We thank Jiang and colleagues¹ for their comments on our recent article² comparing central and peripheral visual field (VF) loss in glaucoma. Their comments raise an excellent point—that sensitivity at greater levels of eccentricity to fixation are more variable both within and across individuals—a point also made in our original discussion. 

If we wanted to compare the percentage of test locations within the central and peripheral VF that were abnormal at a statistically significant level, then a different approach focused on detecting abnormalities based on the eccentricity-adjusted probability of abnormality in normal eyes would have been warranted. Instead, we chose to examine the number of points that were actually abnormal by a specific decibel value. It is true that this approach was partially necessitated by the suprathreshold test we chose when evaluating the peripheral VF (see Methods section of our original article). However, this approach has scientific meaning in that it compares the percentage of central and peripheral points that are depressed by a specific amount. 

A limitation of this approach is that our findings may partially result from true differences in the extent to which glaucoma affects the central and peripheral VFs, and partially from differences in the degree of variability observed in central and peripheral test locations. The peripheral 60 screening test used in our study attempts to minimize interindividual peripheral variability by tailoring testing to each individual's expected hill of vision, though the extent to which it is successful is unknown. Also, the specific VFs presented in Figures 3 and 4, which demonstrate clustered temporal sparing in an eye with advanced central VF loss, and a large cluster of abnormal nasal points in an eye with a normal central VF suggest that our findings are unlikely to simply reflect variability-induced noise. 

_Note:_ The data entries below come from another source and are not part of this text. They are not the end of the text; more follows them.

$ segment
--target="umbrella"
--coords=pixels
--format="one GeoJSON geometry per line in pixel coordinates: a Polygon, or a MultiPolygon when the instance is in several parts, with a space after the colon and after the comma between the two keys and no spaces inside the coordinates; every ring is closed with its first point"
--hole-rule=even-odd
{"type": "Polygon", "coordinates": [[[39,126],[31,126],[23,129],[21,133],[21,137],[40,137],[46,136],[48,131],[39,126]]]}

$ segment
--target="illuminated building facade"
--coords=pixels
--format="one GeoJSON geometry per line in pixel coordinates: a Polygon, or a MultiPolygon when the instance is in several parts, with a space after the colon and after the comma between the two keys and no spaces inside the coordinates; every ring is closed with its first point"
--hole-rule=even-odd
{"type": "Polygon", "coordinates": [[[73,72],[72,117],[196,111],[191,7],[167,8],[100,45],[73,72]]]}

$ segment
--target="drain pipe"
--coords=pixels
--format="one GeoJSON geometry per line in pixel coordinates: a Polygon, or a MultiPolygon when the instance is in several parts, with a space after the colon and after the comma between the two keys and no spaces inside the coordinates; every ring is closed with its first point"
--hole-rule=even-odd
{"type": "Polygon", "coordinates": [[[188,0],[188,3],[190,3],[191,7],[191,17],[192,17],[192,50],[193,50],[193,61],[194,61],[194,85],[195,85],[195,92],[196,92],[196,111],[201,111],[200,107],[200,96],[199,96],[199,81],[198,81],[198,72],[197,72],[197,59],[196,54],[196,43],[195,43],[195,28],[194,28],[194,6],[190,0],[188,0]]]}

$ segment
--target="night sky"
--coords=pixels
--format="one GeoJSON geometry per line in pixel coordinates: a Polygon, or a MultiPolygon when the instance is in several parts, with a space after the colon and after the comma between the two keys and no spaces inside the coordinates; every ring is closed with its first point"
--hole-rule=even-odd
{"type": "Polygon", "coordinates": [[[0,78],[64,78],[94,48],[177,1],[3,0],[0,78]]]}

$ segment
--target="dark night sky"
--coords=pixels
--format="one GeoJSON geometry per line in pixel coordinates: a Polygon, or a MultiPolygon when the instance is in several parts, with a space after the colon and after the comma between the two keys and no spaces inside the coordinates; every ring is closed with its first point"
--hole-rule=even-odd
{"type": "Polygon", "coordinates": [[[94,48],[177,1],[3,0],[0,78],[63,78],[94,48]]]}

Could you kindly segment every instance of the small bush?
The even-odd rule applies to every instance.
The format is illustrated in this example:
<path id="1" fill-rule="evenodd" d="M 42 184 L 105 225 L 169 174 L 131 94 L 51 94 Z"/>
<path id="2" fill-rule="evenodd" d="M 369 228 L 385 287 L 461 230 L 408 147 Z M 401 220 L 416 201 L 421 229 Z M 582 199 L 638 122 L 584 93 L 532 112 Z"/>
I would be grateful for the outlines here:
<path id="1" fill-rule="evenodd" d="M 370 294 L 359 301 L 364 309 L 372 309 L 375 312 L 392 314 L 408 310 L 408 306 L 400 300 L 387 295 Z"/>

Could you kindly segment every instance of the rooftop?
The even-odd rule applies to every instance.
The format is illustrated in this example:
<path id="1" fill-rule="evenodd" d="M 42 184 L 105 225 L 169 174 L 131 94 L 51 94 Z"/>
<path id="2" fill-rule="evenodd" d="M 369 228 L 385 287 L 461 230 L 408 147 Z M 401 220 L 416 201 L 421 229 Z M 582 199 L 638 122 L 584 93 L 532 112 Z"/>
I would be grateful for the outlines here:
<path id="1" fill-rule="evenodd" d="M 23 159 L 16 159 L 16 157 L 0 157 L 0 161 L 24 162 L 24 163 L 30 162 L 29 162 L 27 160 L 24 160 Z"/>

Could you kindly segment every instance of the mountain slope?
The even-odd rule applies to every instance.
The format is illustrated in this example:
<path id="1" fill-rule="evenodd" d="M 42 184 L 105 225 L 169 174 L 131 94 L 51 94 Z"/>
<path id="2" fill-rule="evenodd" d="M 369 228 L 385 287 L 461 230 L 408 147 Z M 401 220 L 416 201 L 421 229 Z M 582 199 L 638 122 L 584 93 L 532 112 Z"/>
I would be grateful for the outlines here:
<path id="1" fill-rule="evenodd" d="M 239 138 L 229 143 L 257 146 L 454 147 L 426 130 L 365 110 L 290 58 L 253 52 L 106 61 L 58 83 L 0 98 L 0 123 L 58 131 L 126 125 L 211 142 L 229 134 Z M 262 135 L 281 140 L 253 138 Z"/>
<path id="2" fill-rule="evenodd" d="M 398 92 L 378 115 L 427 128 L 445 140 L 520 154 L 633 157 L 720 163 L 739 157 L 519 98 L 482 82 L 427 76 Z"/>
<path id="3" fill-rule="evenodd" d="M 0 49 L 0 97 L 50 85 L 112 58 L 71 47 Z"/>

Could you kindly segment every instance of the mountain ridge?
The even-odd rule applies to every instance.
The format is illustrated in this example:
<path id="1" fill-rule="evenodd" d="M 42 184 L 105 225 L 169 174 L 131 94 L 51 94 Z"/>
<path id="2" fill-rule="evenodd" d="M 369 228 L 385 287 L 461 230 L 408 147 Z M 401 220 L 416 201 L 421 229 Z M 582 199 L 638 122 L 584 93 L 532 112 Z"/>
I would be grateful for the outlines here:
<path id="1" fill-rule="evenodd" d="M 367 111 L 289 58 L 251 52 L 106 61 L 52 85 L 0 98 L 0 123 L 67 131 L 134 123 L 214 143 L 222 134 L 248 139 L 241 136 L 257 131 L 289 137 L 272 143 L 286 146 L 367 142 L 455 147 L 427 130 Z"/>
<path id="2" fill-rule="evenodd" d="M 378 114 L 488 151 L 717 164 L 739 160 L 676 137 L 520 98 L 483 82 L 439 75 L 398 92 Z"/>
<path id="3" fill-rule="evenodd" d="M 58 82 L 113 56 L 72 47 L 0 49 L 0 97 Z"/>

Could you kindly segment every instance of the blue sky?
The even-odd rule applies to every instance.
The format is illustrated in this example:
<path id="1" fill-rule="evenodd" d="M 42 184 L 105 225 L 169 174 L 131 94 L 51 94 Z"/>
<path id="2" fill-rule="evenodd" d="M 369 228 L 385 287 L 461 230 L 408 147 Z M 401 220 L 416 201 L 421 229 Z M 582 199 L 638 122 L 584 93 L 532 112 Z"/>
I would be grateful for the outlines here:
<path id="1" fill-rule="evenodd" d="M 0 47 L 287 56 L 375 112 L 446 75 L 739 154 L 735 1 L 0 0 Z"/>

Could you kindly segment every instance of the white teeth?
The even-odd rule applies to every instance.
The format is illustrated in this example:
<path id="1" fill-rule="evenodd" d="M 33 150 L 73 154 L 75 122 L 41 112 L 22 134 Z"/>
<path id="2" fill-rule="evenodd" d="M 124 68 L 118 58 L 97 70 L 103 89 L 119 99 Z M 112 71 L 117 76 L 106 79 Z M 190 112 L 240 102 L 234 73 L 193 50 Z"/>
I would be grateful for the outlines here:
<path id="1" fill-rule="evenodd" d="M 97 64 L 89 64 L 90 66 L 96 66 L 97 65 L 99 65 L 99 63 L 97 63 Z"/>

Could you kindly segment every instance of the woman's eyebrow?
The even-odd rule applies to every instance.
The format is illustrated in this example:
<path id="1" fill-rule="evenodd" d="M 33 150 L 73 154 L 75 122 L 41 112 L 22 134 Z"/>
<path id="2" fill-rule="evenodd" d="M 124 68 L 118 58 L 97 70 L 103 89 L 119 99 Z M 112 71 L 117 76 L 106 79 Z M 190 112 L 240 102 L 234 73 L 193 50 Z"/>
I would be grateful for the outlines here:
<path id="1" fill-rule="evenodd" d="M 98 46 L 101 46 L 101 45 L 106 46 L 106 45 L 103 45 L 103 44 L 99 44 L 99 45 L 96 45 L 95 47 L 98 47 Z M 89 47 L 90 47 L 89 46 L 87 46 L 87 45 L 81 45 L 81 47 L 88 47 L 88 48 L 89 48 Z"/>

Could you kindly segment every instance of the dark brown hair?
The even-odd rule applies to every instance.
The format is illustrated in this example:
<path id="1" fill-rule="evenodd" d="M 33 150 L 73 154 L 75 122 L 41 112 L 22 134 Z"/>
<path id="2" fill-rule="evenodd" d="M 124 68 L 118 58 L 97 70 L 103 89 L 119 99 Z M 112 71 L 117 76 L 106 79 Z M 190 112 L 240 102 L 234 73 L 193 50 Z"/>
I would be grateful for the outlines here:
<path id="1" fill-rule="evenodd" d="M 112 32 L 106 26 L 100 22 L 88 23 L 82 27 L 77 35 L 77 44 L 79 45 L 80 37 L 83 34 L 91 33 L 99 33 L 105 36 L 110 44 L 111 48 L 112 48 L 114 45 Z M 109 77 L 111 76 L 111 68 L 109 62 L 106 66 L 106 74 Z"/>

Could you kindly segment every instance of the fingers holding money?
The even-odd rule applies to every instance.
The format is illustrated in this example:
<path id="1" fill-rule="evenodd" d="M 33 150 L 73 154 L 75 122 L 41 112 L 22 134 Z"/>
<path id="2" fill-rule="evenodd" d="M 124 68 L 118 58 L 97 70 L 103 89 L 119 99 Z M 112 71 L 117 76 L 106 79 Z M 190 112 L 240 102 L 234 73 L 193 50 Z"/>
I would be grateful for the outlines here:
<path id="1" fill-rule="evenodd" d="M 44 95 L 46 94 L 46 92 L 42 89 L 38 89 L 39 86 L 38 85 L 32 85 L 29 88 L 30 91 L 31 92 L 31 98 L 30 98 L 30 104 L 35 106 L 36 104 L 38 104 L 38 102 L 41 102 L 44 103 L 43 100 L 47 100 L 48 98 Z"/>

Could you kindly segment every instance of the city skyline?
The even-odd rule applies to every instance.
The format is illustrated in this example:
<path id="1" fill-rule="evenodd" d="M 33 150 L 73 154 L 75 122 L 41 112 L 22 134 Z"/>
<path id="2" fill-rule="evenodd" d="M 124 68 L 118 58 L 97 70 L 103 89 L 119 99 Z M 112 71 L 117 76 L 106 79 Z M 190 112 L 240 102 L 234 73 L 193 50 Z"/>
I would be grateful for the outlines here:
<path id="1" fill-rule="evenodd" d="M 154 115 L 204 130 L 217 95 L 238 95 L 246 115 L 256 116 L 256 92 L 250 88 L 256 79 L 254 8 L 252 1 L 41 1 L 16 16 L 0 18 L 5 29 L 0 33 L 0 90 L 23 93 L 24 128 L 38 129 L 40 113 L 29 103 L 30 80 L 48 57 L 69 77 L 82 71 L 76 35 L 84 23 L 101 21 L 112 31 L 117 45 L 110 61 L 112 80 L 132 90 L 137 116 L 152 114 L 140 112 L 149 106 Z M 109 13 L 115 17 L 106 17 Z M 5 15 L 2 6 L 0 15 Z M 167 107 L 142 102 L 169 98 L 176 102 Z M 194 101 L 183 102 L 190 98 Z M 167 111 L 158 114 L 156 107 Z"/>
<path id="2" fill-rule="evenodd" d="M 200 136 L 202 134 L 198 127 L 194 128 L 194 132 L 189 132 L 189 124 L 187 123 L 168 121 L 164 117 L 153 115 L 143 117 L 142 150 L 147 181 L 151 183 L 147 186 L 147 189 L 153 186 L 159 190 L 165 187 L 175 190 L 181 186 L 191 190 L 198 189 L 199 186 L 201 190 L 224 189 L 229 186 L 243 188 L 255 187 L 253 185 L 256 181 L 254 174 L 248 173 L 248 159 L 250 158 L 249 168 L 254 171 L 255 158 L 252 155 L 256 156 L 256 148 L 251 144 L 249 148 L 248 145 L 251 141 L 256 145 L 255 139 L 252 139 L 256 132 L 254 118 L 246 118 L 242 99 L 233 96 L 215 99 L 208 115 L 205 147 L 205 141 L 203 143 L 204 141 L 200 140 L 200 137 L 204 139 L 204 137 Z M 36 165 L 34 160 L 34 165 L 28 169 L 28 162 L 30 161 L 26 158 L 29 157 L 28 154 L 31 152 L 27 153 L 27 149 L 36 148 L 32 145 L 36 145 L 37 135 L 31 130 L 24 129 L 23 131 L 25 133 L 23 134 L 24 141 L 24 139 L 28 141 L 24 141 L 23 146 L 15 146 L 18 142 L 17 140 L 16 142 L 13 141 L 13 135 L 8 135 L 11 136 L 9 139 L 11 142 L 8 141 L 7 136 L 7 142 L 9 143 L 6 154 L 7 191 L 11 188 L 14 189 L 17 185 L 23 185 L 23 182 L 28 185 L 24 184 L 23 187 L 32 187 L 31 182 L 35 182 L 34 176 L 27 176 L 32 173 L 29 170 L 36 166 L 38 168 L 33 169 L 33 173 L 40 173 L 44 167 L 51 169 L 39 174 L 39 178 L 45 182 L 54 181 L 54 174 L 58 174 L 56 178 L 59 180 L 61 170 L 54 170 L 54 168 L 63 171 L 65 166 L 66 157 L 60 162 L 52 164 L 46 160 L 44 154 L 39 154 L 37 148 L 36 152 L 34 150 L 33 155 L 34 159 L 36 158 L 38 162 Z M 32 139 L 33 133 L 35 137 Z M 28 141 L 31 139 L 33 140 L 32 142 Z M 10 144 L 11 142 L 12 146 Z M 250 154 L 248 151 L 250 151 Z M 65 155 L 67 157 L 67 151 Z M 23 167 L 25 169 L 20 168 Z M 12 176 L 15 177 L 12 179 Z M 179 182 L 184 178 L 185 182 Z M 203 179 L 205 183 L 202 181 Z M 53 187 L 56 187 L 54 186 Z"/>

Finally, we feel that the primary conclusions stated in our article remain unchanged. We maintain that central 24-2 testing generally reflects the extent of damage in the peripheral VF. In fact, had we taken the approach suggested by Jiang and colleagues,¹ and if our results stem from greater variability in more peripheral test locations, the association between central and peripheral loss would likely have been even stronger. We also maintain that significant differences in the central and peripheral VFs are observed for some individual eyes. It is possible that some of these differences could be due to the variability in eccentricity mentioned by Jiang et al.,¹ although this is unlikely to account for the full extent of the observed differences given the findings presented within individual VFs (Figs. 3 4 in original article).